# Ditchin' work for the Ditch



## chest2head&glassy (Jul 2, 2002)

Had some time off and it coincided with a beautiful 70 degree day. Fished the HD.

Fishing report in 4 words:
Beautiful
Day
Slow
Bite


Managed 3 at 16-19" on a gulp. Lost another one on a live minnow (of course it felt like a citation). Lots of boats out and most folks were s-l-o-w trolling. Saw some pick up here and there but overall it looked pretty slow on the late morning incoming. Most productive boat I watched were tossing sinking twitchbaits in the shallows.









The Launch









18"









Fat 19"


----------



## map120277 (Jul 17, 2008)

Thanks for the report, at least you got some pullage! :beer:


----------



## RuddeDogg (Mar 20, 2004)

Nice fish. Congrats on the catch.


----------



## wannabeangler (Feb 7, 2009)

At least you had better luck then me and my bro did. Good job! I paddled to all spots except for the cove. Next time I'm headed there for protection and production!

ps- what lure did you use?


----------



## chest2head&glassy (Jul 2, 2002)

wannabeangler said:


> At least you had better luck then me and my bro did. Good job! I paddled to all spots except for the cove. Next time I'm headed there for protection and production!
> 
> ps- what lure did you use?


Were you out there Monday? I saw about 3 other yaks in the river.


----------



## Fish'n Phil (Nov 11, 2002)

Great catch!


----------



## wannabeangler (Feb 7, 2009)

chest2head&glassy said:


> Were you out there Monday?

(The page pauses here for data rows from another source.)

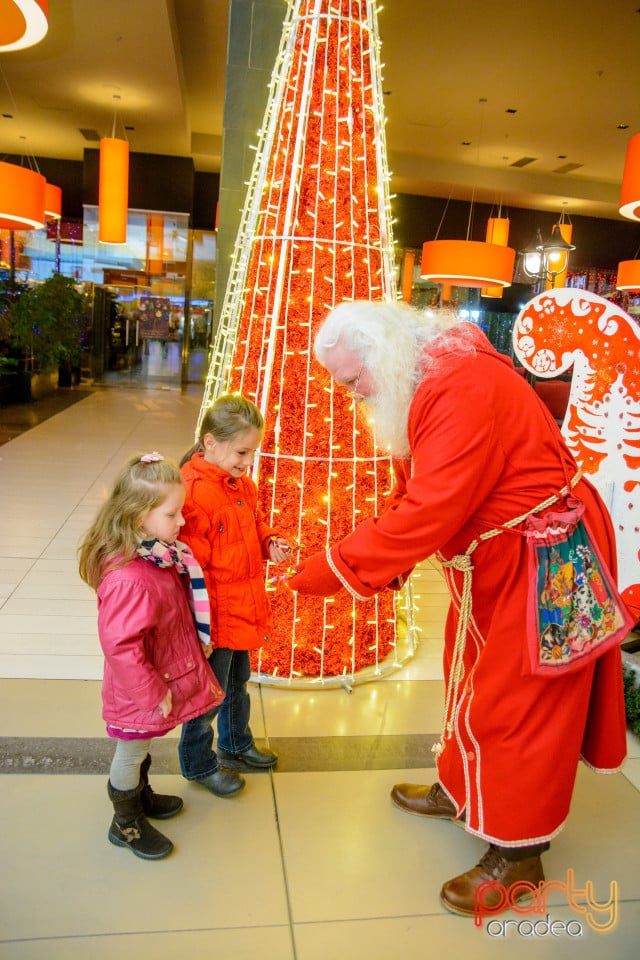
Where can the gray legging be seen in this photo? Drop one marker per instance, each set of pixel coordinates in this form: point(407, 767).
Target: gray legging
point(125, 766)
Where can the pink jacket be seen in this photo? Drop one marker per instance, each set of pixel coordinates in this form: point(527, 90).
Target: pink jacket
point(150, 644)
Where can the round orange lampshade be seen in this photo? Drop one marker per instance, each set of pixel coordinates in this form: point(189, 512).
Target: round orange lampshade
point(467, 263)
point(23, 23)
point(628, 275)
point(21, 198)
point(630, 189)
point(113, 193)
point(52, 201)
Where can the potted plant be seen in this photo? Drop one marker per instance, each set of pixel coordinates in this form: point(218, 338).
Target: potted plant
point(47, 326)
point(14, 380)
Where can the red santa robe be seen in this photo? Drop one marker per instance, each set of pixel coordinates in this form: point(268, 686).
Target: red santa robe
point(484, 451)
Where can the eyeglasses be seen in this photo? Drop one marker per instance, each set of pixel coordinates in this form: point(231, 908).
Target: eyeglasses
point(352, 385)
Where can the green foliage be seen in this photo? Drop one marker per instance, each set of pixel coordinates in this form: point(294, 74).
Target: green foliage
point(48, 323)
point(10, 291)
point(632, 699)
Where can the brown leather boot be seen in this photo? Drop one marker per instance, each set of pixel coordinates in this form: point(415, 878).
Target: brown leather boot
point(459, 895)
point(423, 801)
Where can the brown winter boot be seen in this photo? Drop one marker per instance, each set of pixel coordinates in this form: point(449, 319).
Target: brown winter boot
point(158, 806)
point(130, 828)
point(459, 895)
point(423, 801)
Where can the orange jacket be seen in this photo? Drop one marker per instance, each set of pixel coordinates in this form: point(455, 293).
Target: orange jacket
point(230, 540)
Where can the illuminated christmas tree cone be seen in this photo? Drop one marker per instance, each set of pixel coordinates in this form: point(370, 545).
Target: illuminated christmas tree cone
point(315, 230)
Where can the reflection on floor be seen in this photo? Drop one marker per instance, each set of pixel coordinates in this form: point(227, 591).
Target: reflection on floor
point(309, 861)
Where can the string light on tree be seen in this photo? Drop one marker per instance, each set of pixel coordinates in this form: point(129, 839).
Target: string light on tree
point(315, 230)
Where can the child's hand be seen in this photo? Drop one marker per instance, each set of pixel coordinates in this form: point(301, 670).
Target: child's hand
point(165, 705)
point(279, 550)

I saw about 3 other yaks in the river.


Sorry, but no I wasn't there Monday.......Sunday was my NON-biting day......:fishing:


----------



## jon1325 (May 3, 2011)

Nice catch wut was the choice of bait


----------



## KB Spot Chaser (Nov 19, 2009)

jon1325 said:


> Nice catch wut was the choice of bait


he said gulp looks like swimming mullet


----------



## chest2head&glassy (Jul 2, 2002)

KB Spot Chaser said:


> he said gulp looks like swimming mullet


Yep those nasty smelly swimming mullet on a 3/8 jig. They produce but earlier in fall bass assassins and other non-gulp (read less expensive) curly tail grubs were just as productive.


----------



## AL_N_VB (Apr 3, 2002)

Purty work Albie.


----------